The fall and winter of 1952 saw many at the Disney Studio in a holiday mood. In October that year, Disney released the Donald Duck short that would become a Halloween classic, Trick or Treat. And, just a month later, the Disney artists would get into the Christmas spirit with a short that has become equally classic and a staple of the holiday season, for many, Pluto’s Christmas Tree.
As Trick or Treat does for Halloween, Pluto’s Christmas Tree packs so much of the feelings of the season into a sparse seven minutes that one wishes it was longer. It could be because many of the same artists worked on both shorts.
Both were directed by Jack Hannah, a Disney Legend, who helmed a number of the studio’s now classic shorts and had a talent for leading artists to realize character and story in a short span of time.
The film subject opens with a beautiful title shot of Christmas cards propped up next to a candle. The camera zooms in on one of the cards, and the still image of the cozy, decorated house, in the snow comes to life. It’s one of several evocative moments in Pluto’s Christmas Tree courtesy of the film’s layout artist, Yale Gracey and Thelma Witmer, the background artist.
Mickey bursts out of the house with Pluto and heads into the nearby woods to search for their Christmas tree. Chip ‘n Dale are in a nearby tree, and when they see Pluto, they, of course, begin torturing him by pelting him with acorns.
However, as karma would have it, Mickey winds up chopping down the pine tree that the two chipmunks live in and takes it into the house.
Mickey and Pluto decorate the tree with Christmas ornaments and lights, and Chip ‘n Dale find themselves inside the decorated Christmas tree. Here is where Pluto’s Christmas Tree includes animation that sparkles with seasonal magic as the chipmunks interact with the ornaments and lights (and live out so many childhood dreams of being able to play inside a Christmas tree).
Chip ‘n Dale also continues their torture of poor Pluto, who spots them within the tree, and tries to tell Mickey about the chipmunks (but his owner remains oblivious).
When Mickey leaves the room, Chip ‘n Dale escape the tree and make their way over the mantle of the fireplace, where, in an ingenious sight-gag moment, Dale attempts to disguise himself as a Santa candle.
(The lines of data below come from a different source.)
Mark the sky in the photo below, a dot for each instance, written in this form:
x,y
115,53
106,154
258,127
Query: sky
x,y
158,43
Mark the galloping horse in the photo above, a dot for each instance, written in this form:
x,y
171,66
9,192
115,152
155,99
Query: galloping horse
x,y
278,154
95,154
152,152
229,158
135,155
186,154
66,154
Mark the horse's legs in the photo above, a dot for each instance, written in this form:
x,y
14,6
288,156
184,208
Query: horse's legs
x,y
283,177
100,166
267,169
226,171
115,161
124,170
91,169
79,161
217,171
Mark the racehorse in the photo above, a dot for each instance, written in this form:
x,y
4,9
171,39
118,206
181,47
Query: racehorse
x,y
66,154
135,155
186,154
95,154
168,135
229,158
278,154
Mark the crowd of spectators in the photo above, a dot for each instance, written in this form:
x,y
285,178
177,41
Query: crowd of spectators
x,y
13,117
After the wick on his head is lit by Mickey, Chip rushes over with the “snuffer” and puts the candle out.
This moment from Pluto’s Christmas Tree has become so famous it was re-created as an ornament by the Walt Disney Classics collection in 1997 and by Hallmark in 2016.
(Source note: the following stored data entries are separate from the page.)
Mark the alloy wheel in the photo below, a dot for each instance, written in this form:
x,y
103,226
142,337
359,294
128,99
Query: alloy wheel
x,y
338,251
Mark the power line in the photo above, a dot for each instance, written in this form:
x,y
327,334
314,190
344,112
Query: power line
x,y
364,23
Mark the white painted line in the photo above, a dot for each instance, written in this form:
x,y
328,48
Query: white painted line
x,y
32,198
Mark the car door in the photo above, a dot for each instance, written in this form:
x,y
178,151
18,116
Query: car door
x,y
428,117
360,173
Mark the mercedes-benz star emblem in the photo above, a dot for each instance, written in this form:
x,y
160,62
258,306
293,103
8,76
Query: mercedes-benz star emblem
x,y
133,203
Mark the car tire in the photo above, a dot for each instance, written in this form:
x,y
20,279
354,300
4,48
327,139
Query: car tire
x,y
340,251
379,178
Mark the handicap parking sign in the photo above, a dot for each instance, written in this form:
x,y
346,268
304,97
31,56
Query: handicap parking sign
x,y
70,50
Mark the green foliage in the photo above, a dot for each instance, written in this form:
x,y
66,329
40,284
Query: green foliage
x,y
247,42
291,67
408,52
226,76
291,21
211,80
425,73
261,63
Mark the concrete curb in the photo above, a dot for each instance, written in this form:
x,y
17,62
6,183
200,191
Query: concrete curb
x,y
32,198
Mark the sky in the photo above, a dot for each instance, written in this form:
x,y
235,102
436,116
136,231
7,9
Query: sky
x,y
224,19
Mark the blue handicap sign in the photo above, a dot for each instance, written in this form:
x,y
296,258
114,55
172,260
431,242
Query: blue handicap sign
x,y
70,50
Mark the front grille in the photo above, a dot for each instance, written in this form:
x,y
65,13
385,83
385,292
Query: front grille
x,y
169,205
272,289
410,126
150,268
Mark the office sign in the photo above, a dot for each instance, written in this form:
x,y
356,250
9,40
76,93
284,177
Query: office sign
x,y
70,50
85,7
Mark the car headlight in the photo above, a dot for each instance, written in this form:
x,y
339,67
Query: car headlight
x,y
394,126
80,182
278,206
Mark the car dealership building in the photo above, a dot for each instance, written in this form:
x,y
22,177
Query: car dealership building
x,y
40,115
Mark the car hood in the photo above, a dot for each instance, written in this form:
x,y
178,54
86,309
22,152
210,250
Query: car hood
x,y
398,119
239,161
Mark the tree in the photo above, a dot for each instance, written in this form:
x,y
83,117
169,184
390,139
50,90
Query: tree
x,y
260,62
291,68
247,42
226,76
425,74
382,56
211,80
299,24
Eventually, in the short, Pluto chases Chip ‘n Dale into the tree, taking everything down. In a moment out of character, Mickey gets angry with Pluto, until he discovers Chip ‘n Dale in the tree (“Pluto! We have chipmunks in our tree!”). Pluto is frustrated and about to lash out until the sound of Christmas carolers is heard outside.
When they all look out, they see other members of Disney’s “Fab Five” making a cameo appearance, as Minnie, Donald, and Goofy are outside the house, caroling and singing “Deck the Halls.” Inside the house, Chip ‘n Dale join in, and Pluto “howls” the ending bars of the song but is cut off as Chip ‘n Dale slap a “Do Not Open Until Christmas” label over his mouth; in the short’s concluding gag.
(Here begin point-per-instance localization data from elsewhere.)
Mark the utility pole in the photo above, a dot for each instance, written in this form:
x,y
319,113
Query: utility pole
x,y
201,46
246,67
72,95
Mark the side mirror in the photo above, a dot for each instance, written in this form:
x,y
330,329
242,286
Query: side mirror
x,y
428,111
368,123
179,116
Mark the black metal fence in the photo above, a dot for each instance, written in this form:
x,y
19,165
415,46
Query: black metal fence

Released on November 21st, 1952, Pluto’s Christmas Tree became well-known to many through its numerous showings on television, most famously as part of “From All of Us to All of You,” a Christmas episode of Disney’s anthology television series. It first aired on December 19, 1958, as part of Walt Disney Presents and then later as part of other Disney TV series iterations.
In the episode, Jiminy Cricket shows the viewers “Christmas cards” that have been received from friends. These cards then lead into clips from Disney short subjects and animated features. One of these cards was from Chip ‘n Dale, which segues into Pluto’s Christmas Tree.
The short was also a part of several home video compilations of classic Disney cartoons, allowing multiple generations to grow up with it during the holiday season.
Now, seventy-one years later, Pluto’s Christmas Tree is available in pristine glory on Disney+. Much like many Disney and Christmas traditions, it’s nice that this one continues year after year.